Parto dall’isola dei santi, dei savi, dei martiri.
Non mi fermeranno: palme arpe spade corone d’ulivo calamai penne libri bisacce cesoie coltelli chiavi fiori.
Avrò un baldacchino con uno schienale d’oro e pantofole d’argento.
Avrò notti dolci con lieti racconti.
Avrò gli incensi e i doni.
Esco dalla tua architettura con falsi capitelli frontoni cuspidi e cupole.
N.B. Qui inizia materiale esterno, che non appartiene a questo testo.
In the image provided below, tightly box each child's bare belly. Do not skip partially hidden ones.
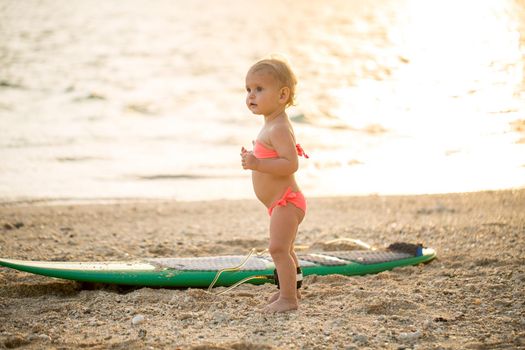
[252,170,299,208]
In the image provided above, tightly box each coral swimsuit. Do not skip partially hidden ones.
[253,141,310,216]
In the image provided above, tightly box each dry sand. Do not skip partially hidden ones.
[0,190,525,349]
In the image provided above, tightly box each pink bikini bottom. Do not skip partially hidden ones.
[268,187,306,216]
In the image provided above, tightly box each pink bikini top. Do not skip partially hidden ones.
[253,141,310,158]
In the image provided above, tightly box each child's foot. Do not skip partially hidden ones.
[268,289,301,304]
[263,298,299,313]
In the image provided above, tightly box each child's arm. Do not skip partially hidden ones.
[243,127,299,176]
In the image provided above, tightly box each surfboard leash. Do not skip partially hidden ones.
[208,248,273,295]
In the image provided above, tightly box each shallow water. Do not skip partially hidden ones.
[0,0,525,201]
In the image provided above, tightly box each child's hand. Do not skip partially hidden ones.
[241,147,259,170]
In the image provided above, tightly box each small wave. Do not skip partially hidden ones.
[133,174,244,181]
[0,80,24,89]
[56,157,102,163]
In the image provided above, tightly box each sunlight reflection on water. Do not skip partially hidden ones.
[0,0,525,200]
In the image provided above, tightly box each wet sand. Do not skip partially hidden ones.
[0,189,525,349]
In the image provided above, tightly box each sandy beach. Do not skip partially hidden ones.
[0,189,525,349]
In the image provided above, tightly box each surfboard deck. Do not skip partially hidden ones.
[0,243,436,287]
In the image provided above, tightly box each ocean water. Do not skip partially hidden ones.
[0,0,525,202]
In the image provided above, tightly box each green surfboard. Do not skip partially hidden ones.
[0,245,436,287]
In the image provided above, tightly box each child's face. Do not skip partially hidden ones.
[246,71,285,116]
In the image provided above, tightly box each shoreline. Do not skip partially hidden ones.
[0,186,525,207]
[0,189,525,350]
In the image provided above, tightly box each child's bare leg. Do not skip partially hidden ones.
[268,243,301,304]
[266,205,304,312]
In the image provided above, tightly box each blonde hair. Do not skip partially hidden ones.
[248,56,297,107]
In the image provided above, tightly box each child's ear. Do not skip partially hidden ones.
[279,86,290,103]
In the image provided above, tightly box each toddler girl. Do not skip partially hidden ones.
[241,58,308,312]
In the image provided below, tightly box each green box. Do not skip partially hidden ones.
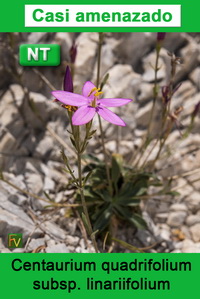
[8,234,23,248]
[19,44,60,66]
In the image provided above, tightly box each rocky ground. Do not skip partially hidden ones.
[0,33,200,253]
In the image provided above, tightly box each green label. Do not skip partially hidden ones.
[8,234,23,248]
[0,253,200,299]
[19,44,60,66]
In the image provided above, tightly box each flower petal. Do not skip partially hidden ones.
[52,90,88,107]
[97,98,132,107]
[72,106,96,126]
[82,81,96,100]
[97,107,126,127]
[63,66,74,92]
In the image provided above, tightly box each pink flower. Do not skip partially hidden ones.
[52,81,132,127]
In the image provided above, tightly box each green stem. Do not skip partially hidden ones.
[96,32,113,196]
[134,47,160,167]
[98,115,113,195]
[77,127,99,253]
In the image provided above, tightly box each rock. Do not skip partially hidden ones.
[45,243,69,253]
[115,32,156,69]
[170,203,188,212]
[175,39,199,82]
[92,38,119,82]
[142,49,167,85]
[163,32,189,53]
[167,211,187,227]
[185,191,200,213]
[65,235,79,247]
[74,32,98,86]
[181,239,200,253]
[190,223,200,242]
[186,215,200,226]
[189,66,200,88]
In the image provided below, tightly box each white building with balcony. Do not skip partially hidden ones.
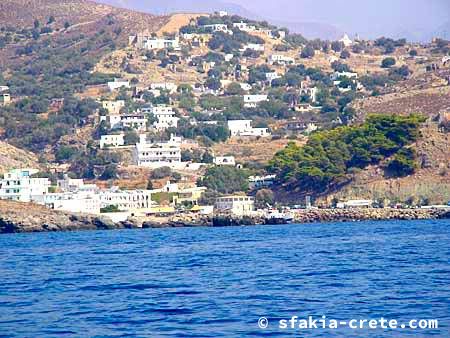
[152,105,180,131]
[215,195,255,216]
[239,43,265,52]
[228,120,270,137]
[143,36,180,50]
[100,113,147,131]
[244,95,269,108]
[37,191,101,215]
[213,156,236,167]
[150,82,178,94]
[108,79,131,92]
[233,21,256,32]
[201,23,233,34]
[133,136,183,168]
[0,169,51,202]
[100,187,152,211]
[102,100,125,115]
[269,54,295,65]
[100,134,125,149]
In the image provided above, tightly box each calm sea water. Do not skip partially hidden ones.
[0,221,450,337]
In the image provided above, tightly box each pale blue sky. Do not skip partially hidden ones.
[96,0,450,41]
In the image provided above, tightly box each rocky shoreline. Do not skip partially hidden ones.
[0,201,450,233]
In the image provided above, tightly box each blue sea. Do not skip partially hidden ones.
[0,220,450,337]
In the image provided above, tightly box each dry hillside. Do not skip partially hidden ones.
[0,0,168,32]
[0,141,39,175]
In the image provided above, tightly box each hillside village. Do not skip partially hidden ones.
[0,0,450,221]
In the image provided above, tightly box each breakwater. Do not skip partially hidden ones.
[0,201,450,233]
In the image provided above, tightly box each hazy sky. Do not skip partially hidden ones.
[228,0,450,39]
[97,0,450,41]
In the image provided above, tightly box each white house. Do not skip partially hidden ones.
[228,120,270,137]
[100,134,125,149]
[300,87,319,103]
[269,54,295,65]
[152,105,179,131]
[102,100,125,114]
[133,136,182,168]
[143,36,180,50]
[266,72,281,83]
[239,43,264,52]
[330,72,358,81]
[120,113,147,131]
[201,23,233,34]
[339,34,353,47]
[56,175,85,192]
[233,21,256,32]
[213,156,236,167]
[150,82,178,94]
[100,187,152,211]
[38,191,100,214]
[0,169,51,202]
[0,93,11,106]
[239,82,252,92]
[244,95,269,108]
[108,79,131,92]
[248,175,276,189]
[224,53,234,62]
[336,200,374,209]
[215,195,255,216]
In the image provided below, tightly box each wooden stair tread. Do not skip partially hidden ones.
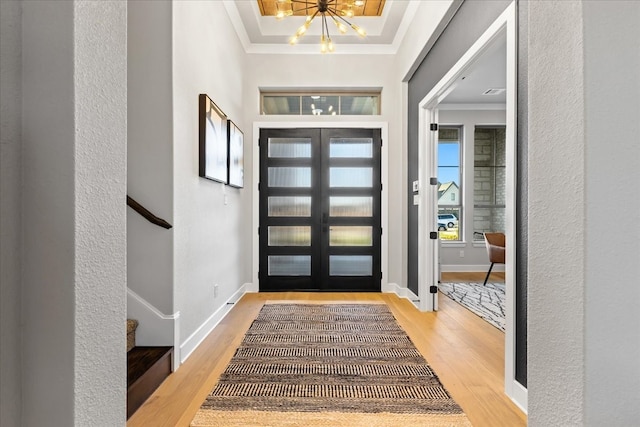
[127,347,173,387]
[127,347,173,418]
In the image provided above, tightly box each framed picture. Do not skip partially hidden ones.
[199,94,228,184]
[227,120,244,188]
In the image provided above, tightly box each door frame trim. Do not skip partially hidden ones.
[418,2,528,413]
[246,121,389,292]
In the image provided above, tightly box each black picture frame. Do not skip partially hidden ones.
[227,120,244,188]
[198,93,228,184]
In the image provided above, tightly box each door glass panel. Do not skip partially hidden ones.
[268,197,311,217]
[329,197,373,217]
[268,255,311,276]
[329,226,373,246]
[329,168,373,188]
[269,226,311,246]
[329,138,373,159]
[269,138,311,159]
[269,167,311,188]
[329,255,373,276]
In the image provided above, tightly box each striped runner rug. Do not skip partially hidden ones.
[191,304,471,427]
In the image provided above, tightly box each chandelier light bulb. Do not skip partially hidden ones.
[276,0,367,53]
[333,18,348,34]
[342,8,353,18]
[351,24,367,37]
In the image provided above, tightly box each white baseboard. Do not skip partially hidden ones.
[180,284,246,363]
[127,288,180,371]
[382,283,419,304]
[440,264,505,273]
[507,380,529,414]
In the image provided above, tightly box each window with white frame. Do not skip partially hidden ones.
[438,126,463,241]
[260,91,380,116]
[473,126,506,241]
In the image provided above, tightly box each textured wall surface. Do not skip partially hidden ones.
[583,1,640,426]
[173,1,251,343]
[0,1,22,426]
[69,2,127,426]
[523,1,584,426]
[22,2,126,426]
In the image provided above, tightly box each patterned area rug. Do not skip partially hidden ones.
[438,283,505,331]
[191,304,471,427]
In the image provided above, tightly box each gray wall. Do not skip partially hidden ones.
[526,1,640,426]
[515,2,529,387]
[0,1,126,426]
[0,1,22,426]
[583,1,640,425]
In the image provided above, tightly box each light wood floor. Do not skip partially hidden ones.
[127,273,527,427]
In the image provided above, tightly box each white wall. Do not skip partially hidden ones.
[583,1,640,426]
[173,1,251,352]
[244,51,406,289]
[525,1,640,426]
[22,2,127,426]
[127,1,174,316]
[438,110,506,271]
[0,1,22,426]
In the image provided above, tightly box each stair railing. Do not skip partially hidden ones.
[127,195,173,230]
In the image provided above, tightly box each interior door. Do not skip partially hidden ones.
[259,129,382,292]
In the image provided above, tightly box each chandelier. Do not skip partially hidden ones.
[276,0,367,53]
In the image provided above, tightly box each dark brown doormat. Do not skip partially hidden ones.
[191,304,471,427]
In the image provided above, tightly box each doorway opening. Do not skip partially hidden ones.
[418,3,527,411]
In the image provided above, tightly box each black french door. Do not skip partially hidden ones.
[259,129,382,292]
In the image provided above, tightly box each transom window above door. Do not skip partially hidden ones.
[260,91,380,116]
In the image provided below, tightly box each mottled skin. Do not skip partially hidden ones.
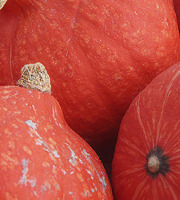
[173,0,180,30]
[0,0,179,146]
[0,86,113,200]
[112,62,180,200]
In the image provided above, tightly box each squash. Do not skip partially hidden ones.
[0,0,179,146]
[173,0,180,30]
[0,63,113,200]
[112,62,180,200]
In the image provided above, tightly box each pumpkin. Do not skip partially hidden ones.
[173,0,180,30]
[0,63,113,200]
[0,0,179,146]
[112,62,180,200]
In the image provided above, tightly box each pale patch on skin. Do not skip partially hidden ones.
[19,159,37,187]
[0,0,7,10]
[83,149,107,191]
[68,147,77,166]
[25,120,60,158]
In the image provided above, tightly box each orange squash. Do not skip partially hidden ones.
[0,63,113,200]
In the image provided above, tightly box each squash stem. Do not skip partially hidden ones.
[0,0,7,10]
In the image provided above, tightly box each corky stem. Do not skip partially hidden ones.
[148,156,159,173]
[17,62,51,93]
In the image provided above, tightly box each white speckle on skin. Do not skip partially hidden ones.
[69,192,73,195]
[52,150,60,158]
[68,147,77,166]
[19,159,36,187]
[25,120,60,158]
[61,169,67,175]
[25,120,38,130]
[83,149,90,156]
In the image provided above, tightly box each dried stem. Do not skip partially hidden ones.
[17,62,51,93]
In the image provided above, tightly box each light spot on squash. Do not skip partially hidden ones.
[0,152,18,170]
[18,159,37,187]
[23,146,32,155]
[25,120,38,130]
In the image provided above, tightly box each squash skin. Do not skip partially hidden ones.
[0,86,113,200]
[112,62,180,200]
[0,0,179,146]
[173,0,180,30]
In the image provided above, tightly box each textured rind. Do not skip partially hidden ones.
[0,0,179,145]
[112,62,180,200]
[0,86,113,200]
[173,0,180,31]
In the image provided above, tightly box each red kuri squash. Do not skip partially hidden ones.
[173,0,180,30]
[112,62,180,200]
[0,0,179,148]
[0,63,113,200]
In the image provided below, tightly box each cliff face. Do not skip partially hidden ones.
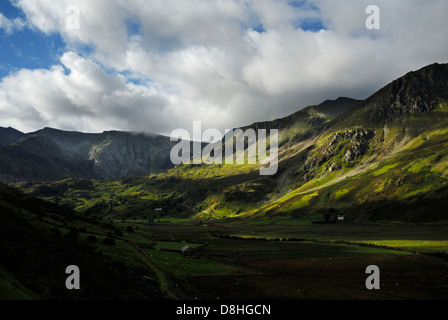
[0,128,178,182]
[363,64,448,123]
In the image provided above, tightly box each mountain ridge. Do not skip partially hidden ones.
[7,64,448,221]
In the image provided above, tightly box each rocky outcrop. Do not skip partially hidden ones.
[0,128,178,182]
[362,63,448,124]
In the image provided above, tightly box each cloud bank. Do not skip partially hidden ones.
[0,0,448,134]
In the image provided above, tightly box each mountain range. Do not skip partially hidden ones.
[0,63,448,221]
[0,128,178,182]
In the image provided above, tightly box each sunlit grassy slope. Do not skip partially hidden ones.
[11,64,448,221]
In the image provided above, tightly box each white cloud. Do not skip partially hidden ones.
[0,12,27,35]
[0,52,178,132]
[0,0,448,133]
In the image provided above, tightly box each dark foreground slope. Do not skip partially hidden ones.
[0,184,163,300]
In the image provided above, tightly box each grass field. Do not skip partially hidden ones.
[112,219,448,299]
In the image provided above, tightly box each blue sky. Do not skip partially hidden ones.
[0,1,65,78]
[0,0,448,134]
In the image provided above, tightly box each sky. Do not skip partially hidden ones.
[0,0,448,135]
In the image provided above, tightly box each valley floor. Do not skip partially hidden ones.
[116,219,448,300]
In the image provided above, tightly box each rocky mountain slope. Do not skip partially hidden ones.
[0,128,178,182]
[11,64,448,223]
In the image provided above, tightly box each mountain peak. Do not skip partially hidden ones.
[362,63,448,123]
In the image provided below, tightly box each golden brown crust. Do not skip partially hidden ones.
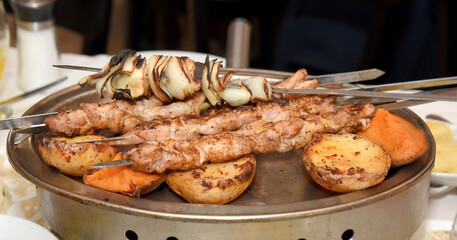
[38,135,117,176]
[302,134,391,193]
[166,154,256,204]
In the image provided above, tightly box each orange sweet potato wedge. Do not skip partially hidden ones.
[83,154,166,197]
[357,109,429,167]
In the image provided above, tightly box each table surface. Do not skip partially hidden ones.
[0,48,457,239]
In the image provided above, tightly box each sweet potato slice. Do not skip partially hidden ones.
[302,133,391,193]
[356,109,429,167]
[83,154,166,197]
[166,154,256,204]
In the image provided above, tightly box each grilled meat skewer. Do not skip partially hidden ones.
[44,93,209,137]
[109,96,335,145]
[123,103,375,173]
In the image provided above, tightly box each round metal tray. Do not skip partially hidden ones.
[7,85,435,239]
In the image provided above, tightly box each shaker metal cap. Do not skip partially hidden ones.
[9,0,56,22]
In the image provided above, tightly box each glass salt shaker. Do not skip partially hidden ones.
[10,0,62,91]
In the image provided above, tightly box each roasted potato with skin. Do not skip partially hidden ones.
[83,153,166,197]
[38,135,118,176]
[302,133,391,193]
[166,154,256,204]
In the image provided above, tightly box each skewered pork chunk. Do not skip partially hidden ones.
[123,103,374,173]
[44,93,209,137]
[110,96,335,145]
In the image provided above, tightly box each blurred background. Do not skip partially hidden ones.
[5,0,457,83]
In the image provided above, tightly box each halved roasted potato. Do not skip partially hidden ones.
[302,133,391,193]
[166,155,256,204]
[38,135,117,176]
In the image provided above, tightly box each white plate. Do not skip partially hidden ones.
[0,214,57,240]
[410,219,452,240]
[426,119,457,196]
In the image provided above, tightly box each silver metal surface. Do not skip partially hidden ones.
[90,160,133,169]
[0,76,67,106]
[357,77,457,91]
[0,112,58,130]
[52,65,384,85]
[225,18,252,68]
[7,81,435,240]
[310,69,385,85]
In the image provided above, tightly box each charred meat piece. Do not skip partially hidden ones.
[110,96,335,145]
[123,101,374,173]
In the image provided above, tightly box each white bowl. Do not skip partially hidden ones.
[0,214,57,240]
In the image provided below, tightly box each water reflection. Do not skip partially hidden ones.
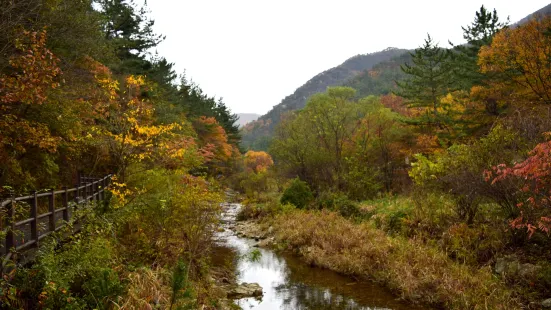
[219,204,422,310]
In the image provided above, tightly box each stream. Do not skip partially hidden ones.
[216,203,424,310]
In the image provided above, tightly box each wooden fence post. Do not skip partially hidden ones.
[31,191,38,247]
[63,186,69,222]
[82,182,88,202]
[94,179,100,204]
[99,177,105,201]
[48,188,55,231]
[6,196,16,254]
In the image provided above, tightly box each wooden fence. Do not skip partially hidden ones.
[0,175,111,265]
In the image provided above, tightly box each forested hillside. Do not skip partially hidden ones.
[343,52,411,98]
[0,0,241,309]
[0,0,551,310]
[242,48,405,150]
[234,6,551,309]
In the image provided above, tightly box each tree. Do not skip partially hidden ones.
[245,151,274,173]
[450,5,509,92]
[97,0,164,75]
[396,35,456,136]
[0,30,62,186]
[479,17,551,104]
[494,141,551,236]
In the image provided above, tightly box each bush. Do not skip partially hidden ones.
[317,192,360,217]
[280,178,314,209]
[272,210,520,309]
Non mi incanteranno gli astuti serpenti.
L’istinto condanna i bugiardi.
Avevo posto un ultimo barlume.
Con un soffio l’hai spento.
Vado dagli uomini semplici.
Stanno sul promontorio al confine.
Il mio cuore sbranato avrà balsami e bende.
Amorosamente mi diranno gli innocenti segreti.
Mi daranno le impagabili pagine.
Nell’immacolato bianco candore riprenderò la mia veste.
Il tacito inserviente mi abbellirà il volto.
Ti lascerò alla scricchiolante analisi, alle notti insonne, al pasto vorace della coscienza, ai tuoi andirivieni, all’instabilità umorale, agli inseguimenti delle chimere, alla guerra dell’inconscio, al desiderio senza ali, alla tua senilità senza voli.